We now need to install a few repositories to pull all the broadcom stuff from:

$ su -c 'dnf install -y http://download1.rpmfusion.org/free/fedora/rpmfusion-free-release-$(rpm -E %fedora).noarch.rpm'

And also the non-free version:

$ su -c 'dnf install -y http://download1.rpmfusion.org/nonfree/fedora/rpmfusion-nonfree-release-$(rpm -E %fedora).noarch.rpm'
We are going to need the development kernel packages to build our broadcom wireless driver, so lets explore the available kernels:

$ sudo dnf list kernel

kernel.x86_64            5.17.5-300.fc36
kernel.x86_64            6.0.15-200.fc36
kernel.x86_64            6.0.15-300.fc37
Install the development packages with the following:
$ sudo dnf install -y akmods kernel-devel

You'll see a lot of packages scroll by and then the development kernel package install, which is the kernel-devel-6.0.15-300.fc37 package:

Now install the Broadcom Wireless package:

$ sudo dnf install -y broadcom-wl

Now build the kernel module:

$sudo akmods

Checking mods exist for 6.0.15-300.fc37.x86_64    [OK]
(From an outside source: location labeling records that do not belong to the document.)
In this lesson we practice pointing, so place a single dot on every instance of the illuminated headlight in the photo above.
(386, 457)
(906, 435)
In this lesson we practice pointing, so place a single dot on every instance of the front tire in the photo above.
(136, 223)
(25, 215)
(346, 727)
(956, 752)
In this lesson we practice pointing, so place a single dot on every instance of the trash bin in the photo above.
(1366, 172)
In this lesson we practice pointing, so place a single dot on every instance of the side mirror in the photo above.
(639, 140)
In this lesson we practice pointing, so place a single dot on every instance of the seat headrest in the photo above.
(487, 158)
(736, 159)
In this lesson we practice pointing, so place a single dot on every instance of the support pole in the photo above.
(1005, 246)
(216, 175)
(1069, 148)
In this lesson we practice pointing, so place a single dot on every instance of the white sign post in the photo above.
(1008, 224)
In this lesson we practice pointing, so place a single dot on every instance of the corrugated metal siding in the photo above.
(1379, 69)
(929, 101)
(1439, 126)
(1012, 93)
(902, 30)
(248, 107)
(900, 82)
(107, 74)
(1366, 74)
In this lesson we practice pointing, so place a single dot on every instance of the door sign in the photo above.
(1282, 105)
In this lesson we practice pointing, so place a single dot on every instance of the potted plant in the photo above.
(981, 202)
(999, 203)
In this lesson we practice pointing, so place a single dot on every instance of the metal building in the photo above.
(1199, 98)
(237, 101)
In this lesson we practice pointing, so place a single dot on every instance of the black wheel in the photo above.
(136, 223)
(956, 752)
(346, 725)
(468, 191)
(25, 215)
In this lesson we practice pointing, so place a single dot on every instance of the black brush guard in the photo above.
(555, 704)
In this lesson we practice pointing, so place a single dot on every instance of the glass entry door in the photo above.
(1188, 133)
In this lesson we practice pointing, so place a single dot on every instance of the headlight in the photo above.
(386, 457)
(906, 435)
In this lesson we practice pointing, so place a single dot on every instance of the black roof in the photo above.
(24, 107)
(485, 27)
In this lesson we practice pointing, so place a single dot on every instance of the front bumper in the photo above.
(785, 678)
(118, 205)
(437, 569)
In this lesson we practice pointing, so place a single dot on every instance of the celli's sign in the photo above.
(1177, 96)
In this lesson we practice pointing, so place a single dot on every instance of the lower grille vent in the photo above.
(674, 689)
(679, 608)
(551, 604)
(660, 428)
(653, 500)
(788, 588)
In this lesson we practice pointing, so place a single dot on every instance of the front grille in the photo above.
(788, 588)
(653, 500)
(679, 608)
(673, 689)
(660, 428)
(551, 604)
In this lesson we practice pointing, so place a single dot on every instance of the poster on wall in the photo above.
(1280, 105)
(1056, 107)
Now reboot your machine and you should be able to view the wireless driver (wl) with the following:

$ lsmod | grep wl

Now set up your wireless connection in Fedora in the top right drop down menu.

A bit of a different type of installation if you were following along the last time, but we still made it to Fedora 37. I hope you enjoyed this starting the year update to the latest Fedora on your old Macbook Pro 13 inch from late 2011!